These days we associate Airships with football matches as the smooth flight of the ship enables camera crews to take long and steady overhead shots of stadiums.
But there was a time in the 1930s when they were state of the art travel ships. If you wanted to get from Europe to the Americas you could either get a boat or go there twice as fast cruising in on a liner-esque Zeppelin.
Sadly, the Airship’s stint as the poster boys of inter continental travel didn’t last very long. The Hindenburg disaster put the public off travelling in the skies and then WW2 came and any remaining ships were put to good use chasing U-Boats.
For me though there is something wonderfully romantic and beautiful about the airships. They were the Art Deco fleet of the skies - graceful, modern and, like many things from that era – doomed.
Here then are a series of stunning images from the Airship’s golden age, along with a story or two about how they came to be.
Incidentally if you want to travel by Airship, you still can here.

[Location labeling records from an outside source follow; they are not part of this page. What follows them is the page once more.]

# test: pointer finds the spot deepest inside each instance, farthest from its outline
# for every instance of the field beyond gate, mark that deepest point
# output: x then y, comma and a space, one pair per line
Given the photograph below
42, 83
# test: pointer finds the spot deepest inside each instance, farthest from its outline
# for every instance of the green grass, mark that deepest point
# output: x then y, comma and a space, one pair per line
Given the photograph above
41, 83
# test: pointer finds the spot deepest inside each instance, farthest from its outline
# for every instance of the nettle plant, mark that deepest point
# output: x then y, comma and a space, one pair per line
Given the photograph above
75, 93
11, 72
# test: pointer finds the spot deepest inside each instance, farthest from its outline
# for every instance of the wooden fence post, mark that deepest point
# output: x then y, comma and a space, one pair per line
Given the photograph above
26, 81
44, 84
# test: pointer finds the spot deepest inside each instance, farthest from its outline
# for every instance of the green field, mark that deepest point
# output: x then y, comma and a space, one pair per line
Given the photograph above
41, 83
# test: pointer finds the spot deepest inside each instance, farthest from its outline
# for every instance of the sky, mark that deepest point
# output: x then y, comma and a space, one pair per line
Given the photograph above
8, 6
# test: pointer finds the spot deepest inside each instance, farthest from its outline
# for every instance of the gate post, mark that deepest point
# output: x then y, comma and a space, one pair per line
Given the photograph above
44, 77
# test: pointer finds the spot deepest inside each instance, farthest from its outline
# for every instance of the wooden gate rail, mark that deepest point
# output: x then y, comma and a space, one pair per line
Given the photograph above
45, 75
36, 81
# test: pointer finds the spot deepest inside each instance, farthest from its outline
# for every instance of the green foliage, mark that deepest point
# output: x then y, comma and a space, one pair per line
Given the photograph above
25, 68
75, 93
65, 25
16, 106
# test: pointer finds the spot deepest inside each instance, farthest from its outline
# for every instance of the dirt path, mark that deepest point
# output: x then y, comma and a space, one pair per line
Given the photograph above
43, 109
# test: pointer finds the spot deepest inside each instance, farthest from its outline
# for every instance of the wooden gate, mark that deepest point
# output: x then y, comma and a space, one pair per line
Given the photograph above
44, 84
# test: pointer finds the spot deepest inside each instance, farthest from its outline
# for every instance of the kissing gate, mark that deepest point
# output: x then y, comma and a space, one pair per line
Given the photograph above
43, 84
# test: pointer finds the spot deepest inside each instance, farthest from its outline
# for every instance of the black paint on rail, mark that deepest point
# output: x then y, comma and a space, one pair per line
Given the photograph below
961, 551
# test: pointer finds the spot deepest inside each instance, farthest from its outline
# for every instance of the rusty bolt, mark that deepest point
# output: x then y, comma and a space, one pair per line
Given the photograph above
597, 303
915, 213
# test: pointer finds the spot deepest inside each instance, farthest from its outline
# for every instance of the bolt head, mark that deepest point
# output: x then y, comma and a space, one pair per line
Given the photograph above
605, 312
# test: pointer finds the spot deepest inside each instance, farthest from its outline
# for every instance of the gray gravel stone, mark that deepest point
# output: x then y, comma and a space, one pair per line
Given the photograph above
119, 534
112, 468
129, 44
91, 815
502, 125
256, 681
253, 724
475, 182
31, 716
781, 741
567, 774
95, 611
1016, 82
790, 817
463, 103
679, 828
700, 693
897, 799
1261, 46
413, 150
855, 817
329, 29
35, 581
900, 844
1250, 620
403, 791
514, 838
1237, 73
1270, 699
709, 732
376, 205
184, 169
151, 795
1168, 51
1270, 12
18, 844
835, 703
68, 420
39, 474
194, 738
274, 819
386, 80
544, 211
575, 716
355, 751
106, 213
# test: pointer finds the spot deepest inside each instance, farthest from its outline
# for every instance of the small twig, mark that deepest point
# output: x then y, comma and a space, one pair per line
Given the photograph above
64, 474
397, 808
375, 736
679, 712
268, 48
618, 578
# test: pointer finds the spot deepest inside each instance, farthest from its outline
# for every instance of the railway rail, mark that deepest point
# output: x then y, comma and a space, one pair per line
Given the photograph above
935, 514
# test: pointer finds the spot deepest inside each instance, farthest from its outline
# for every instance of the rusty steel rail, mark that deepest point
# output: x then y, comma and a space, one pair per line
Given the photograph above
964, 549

Perhaps the most famous moment in the history of the airship occurred in 1937 when the pride of the German fleet of Zeppelins, the Hindenburg, suddenly and mysteriously burst into flames while attempting a landing in New Jersey. It was a tragic end not just for the people who died, but also for the ship that had become an icon of 30s Germany. The Hindenburg was part of the Zeppelin company which was overseen by Dr. Hugo Eckener. It was designed from the off as a passenger ship that would be used to ferry the rich and famous across the Atlantic. It was a trip that not only took half the time of a ship, but it was also undertaken in luxury. With its dining room, lounge and individual cabins the Hindenburg was more like an ocean liner than a plane. In spite of the fact that the balloons were inflated using highly flammable Hydrogen gas it even boasted a smoking room. In many ways Hitler, who was then in power in Germany, saw the ship as a symbol of Nazi technological prowess and ensured that the ship was seen at high profile events associated with his regime including the Berlin Olympics. Dr. Hugo Eckener, however hated the Nazis and frequently had runs in with regime. The Hindenburg was hugely successful during 1936 completing a series of trips across the Atlantic to both the USA and Brazil. However it was on one of its first voyages of 1937 that disaster struck. Coming into land at the airship landing ground in Lakehurst, New Jersey, the ship struggled to cope with the stormy conditions. Blue flames were then seen at the top of the ship and a few seconds later an explosion ripped the ship apart. Of the 36 passengers and 61 crew on board, 13 passengers and 22 crew died. At first it was suspected that the ship had been sabotaged and that an anti-Nazi had placed a bomb on board. This theory has largely been discounted now in favour of a series of natural occurrences which, coupled with a rip in one of the balloons that lead to Hydrogen leaking, caused the ship to explode.